X: Deutsche Firmen reduzieren ihr Engagement – auch wegen Elon Musk

5 months ago 7

Das Logo des Musk-Unternehmens X (ehemals Twitter)

Das Logo des Musk-Unternehmens X (ehemals Twitter)

Das soziale Netzwerk X, früher hieß es noch Twitter, gehört dem umstrittenen Milliardär Elon Musk. Der hat allein in diesem Jahr für etliche Schlagzeilen durch seine ursprüngliche Nähe zum US-Präsidenten Donald Trump gesorgt.

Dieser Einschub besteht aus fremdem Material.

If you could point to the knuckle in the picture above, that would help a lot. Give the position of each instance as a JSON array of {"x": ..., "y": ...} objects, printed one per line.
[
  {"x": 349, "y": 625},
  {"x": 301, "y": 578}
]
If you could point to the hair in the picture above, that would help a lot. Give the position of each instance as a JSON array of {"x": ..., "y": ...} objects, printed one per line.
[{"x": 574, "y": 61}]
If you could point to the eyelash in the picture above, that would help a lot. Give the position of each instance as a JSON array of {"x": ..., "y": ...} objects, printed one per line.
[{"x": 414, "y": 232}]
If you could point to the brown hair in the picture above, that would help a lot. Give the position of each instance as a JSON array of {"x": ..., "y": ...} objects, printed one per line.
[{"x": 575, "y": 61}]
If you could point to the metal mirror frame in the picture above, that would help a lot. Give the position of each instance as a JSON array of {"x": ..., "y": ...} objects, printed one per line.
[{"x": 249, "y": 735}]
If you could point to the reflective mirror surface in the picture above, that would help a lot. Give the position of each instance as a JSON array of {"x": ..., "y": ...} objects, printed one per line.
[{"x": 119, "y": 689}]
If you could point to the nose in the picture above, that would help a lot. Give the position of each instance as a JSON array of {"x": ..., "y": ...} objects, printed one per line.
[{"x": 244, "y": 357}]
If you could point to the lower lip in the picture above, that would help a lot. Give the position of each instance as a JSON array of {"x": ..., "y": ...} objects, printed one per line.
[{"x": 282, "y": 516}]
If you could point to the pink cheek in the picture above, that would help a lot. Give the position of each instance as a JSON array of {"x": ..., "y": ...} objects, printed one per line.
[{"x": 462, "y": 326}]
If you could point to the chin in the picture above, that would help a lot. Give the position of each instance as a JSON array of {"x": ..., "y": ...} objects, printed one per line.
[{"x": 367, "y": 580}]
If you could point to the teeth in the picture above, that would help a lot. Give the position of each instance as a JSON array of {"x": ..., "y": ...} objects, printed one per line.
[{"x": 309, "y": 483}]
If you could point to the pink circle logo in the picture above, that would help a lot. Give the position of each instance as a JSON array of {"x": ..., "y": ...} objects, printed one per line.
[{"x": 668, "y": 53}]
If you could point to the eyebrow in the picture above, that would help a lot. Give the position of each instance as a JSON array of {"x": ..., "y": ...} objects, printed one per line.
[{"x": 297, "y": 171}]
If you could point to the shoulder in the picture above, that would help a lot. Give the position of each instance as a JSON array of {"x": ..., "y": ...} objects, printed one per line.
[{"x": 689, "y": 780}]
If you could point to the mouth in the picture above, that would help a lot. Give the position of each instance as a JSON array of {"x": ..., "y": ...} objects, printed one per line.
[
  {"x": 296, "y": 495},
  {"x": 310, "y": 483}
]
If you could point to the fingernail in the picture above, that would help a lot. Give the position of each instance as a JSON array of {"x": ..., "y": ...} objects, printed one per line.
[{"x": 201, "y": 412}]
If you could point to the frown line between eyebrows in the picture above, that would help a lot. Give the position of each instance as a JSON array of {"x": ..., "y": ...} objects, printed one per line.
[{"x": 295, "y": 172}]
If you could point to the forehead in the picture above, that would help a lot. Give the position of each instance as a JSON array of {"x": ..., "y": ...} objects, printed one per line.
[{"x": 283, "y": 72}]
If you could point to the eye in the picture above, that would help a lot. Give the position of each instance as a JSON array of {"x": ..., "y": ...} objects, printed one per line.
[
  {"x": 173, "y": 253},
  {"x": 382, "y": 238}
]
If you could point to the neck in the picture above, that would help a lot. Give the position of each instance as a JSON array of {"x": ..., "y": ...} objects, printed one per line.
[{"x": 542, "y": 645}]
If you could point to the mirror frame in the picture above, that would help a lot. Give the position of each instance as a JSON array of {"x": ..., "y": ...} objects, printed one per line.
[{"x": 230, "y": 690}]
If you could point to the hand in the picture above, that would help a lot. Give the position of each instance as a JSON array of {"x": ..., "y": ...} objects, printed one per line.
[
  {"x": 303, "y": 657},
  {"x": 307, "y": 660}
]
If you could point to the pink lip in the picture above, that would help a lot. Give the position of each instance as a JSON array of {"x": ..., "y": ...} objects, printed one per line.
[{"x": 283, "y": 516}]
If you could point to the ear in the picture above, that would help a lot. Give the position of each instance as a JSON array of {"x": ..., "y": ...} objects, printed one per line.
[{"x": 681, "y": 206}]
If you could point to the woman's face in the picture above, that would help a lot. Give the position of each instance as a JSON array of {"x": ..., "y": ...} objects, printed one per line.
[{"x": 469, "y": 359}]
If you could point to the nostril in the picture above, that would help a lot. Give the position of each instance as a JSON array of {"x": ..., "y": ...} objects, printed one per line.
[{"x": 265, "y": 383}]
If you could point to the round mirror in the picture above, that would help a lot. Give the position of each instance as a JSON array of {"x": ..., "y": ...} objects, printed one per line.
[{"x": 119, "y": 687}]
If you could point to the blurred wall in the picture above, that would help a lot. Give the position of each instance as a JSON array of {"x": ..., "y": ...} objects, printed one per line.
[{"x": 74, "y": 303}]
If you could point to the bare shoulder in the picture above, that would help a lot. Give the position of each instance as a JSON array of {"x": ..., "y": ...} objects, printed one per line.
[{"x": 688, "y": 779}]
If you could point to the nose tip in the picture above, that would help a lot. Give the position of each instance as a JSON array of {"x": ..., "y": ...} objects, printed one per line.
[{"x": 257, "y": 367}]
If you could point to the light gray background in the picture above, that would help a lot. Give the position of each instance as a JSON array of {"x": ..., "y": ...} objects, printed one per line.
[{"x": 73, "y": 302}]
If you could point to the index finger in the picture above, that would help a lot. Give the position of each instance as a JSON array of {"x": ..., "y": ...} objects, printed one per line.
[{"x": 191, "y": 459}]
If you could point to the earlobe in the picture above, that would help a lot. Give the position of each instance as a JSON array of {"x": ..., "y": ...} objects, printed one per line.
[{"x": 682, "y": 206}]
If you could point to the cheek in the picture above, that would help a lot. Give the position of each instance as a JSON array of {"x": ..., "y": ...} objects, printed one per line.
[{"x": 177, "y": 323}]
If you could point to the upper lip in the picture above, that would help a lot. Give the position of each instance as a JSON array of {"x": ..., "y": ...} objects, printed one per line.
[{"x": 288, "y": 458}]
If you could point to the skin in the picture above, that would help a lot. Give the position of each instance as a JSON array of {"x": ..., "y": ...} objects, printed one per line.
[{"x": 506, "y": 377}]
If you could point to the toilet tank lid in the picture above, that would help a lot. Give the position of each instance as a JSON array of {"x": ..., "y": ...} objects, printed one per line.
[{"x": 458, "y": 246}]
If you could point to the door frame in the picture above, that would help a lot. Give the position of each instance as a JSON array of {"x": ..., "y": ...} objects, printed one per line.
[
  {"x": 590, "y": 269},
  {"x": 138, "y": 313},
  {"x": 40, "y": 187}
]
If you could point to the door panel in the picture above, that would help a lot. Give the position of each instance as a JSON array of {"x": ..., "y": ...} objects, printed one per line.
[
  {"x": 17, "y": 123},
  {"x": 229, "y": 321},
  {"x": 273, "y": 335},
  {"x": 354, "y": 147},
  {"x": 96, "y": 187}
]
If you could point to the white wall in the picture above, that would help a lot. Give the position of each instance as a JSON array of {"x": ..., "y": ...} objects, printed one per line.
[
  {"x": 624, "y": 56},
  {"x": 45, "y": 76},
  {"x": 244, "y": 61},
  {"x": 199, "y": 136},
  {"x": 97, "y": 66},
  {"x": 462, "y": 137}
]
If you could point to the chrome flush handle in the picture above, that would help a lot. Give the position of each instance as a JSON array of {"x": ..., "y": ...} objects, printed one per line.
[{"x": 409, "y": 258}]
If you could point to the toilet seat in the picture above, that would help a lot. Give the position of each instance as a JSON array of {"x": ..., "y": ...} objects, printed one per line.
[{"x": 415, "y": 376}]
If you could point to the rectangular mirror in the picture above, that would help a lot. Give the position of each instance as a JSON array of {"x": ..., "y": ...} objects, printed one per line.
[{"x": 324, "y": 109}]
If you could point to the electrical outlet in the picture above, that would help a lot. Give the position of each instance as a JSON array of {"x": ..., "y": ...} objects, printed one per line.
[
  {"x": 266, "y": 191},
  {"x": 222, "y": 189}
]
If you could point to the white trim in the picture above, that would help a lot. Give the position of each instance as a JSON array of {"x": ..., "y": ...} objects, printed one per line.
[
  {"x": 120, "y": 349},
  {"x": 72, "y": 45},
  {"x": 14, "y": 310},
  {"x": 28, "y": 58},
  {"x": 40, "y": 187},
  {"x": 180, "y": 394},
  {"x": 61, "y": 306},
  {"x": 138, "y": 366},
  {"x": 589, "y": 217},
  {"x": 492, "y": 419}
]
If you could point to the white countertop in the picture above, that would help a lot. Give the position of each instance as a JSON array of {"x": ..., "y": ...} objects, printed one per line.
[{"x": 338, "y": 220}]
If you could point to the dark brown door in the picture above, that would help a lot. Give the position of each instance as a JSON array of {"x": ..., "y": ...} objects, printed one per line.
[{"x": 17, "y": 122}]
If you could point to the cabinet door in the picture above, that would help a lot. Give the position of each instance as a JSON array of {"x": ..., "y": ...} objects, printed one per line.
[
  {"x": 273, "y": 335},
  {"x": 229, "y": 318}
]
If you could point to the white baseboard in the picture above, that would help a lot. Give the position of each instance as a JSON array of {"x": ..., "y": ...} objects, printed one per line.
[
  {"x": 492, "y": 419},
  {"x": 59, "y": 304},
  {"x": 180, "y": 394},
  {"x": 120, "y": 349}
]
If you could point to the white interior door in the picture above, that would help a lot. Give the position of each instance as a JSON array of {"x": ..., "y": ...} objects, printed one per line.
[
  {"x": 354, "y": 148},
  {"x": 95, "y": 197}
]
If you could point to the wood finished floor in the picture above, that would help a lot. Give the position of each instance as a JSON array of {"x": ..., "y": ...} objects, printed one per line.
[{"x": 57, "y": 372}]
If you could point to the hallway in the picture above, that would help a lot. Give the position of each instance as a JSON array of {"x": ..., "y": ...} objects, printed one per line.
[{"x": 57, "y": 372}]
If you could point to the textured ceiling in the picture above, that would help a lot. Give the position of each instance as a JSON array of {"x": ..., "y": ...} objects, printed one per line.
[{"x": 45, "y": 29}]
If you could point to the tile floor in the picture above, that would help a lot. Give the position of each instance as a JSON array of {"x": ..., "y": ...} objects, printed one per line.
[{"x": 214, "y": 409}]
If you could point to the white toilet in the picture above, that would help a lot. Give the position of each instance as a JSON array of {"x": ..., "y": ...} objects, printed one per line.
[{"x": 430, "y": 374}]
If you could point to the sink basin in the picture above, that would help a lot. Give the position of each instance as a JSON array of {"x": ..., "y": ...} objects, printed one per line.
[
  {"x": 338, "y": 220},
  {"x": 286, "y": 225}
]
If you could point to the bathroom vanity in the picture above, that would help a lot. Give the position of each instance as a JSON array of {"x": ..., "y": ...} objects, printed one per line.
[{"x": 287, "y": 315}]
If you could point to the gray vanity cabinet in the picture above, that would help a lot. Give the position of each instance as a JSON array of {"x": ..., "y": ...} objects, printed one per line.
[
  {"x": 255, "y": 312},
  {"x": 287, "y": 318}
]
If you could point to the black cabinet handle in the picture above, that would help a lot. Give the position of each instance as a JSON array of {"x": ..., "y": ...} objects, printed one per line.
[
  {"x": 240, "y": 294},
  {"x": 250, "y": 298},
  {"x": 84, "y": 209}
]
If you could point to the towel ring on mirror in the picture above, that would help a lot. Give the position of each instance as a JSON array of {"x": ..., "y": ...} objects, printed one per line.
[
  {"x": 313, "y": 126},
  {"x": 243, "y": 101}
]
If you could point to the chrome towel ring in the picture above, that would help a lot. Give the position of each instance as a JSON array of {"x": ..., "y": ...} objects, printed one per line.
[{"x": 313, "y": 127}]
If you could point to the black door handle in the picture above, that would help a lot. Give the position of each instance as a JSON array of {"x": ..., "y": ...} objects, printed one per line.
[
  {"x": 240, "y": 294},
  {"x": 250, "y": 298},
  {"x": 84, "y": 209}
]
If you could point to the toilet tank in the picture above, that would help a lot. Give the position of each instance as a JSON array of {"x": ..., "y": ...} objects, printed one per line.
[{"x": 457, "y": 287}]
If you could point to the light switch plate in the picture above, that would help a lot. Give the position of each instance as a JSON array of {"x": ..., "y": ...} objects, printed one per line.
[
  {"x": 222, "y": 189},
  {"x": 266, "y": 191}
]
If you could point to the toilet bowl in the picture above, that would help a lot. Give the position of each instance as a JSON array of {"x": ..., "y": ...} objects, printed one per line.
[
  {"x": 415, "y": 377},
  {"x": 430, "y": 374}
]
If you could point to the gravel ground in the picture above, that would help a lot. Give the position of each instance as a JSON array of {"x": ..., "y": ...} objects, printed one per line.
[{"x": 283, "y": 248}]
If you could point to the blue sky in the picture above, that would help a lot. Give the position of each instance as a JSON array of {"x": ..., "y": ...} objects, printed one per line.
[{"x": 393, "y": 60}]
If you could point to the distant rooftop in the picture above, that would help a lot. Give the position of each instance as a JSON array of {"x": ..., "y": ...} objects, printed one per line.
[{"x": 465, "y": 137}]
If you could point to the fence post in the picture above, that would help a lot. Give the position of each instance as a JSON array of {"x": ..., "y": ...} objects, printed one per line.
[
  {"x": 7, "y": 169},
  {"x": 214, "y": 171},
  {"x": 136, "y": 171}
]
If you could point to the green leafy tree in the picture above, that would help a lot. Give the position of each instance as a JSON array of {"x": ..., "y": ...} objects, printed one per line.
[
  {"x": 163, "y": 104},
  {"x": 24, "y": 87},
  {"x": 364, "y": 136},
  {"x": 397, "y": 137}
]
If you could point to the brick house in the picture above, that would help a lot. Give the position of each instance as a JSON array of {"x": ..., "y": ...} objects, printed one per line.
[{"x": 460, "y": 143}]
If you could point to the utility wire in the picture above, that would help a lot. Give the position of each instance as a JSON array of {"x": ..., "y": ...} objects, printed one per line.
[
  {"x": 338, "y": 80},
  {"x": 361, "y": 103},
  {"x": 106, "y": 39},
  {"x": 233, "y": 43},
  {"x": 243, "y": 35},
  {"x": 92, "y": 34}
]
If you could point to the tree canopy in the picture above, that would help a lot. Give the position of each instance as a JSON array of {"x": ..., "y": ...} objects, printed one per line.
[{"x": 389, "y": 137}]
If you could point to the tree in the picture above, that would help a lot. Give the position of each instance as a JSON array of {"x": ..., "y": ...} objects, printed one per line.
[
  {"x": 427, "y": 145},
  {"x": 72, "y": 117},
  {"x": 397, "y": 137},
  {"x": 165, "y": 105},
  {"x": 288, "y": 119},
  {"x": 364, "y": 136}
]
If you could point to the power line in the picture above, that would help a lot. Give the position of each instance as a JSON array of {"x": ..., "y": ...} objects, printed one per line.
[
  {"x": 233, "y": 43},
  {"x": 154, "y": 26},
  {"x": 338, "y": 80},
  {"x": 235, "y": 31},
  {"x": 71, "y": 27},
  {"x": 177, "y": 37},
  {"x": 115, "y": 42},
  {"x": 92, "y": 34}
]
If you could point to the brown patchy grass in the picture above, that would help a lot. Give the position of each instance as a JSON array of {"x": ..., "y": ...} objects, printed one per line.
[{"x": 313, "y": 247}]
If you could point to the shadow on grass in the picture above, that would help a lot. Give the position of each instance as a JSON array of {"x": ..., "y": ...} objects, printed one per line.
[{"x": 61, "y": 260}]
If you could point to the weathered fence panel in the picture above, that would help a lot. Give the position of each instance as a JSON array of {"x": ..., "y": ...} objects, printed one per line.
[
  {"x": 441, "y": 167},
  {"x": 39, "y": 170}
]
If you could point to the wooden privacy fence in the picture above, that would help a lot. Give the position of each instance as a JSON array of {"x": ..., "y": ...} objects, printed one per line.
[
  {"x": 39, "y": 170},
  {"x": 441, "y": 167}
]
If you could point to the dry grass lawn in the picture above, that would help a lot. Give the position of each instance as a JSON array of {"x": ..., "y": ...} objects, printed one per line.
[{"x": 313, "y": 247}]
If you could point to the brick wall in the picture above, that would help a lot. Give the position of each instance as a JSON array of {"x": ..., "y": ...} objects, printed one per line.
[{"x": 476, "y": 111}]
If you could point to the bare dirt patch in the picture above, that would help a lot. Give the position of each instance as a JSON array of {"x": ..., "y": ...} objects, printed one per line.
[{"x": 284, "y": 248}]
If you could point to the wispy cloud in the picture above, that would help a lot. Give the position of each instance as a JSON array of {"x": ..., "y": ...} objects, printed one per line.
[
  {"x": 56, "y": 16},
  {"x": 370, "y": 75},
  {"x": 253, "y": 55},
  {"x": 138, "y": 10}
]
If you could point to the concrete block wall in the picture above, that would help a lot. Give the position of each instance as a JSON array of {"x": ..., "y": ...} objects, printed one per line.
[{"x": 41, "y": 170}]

Mittlerweile sind die beiden jedoch eher Rivalen, denn Musk will eine eigene Partei gründen und Trump Feuer unter dem Hintern machen. Doch vielen Beobachtern wird das alles schon jetzt zu heiß: Deutsche Firmen wenden sich deswegen teilweise vom sozialen Netzwerk X ab.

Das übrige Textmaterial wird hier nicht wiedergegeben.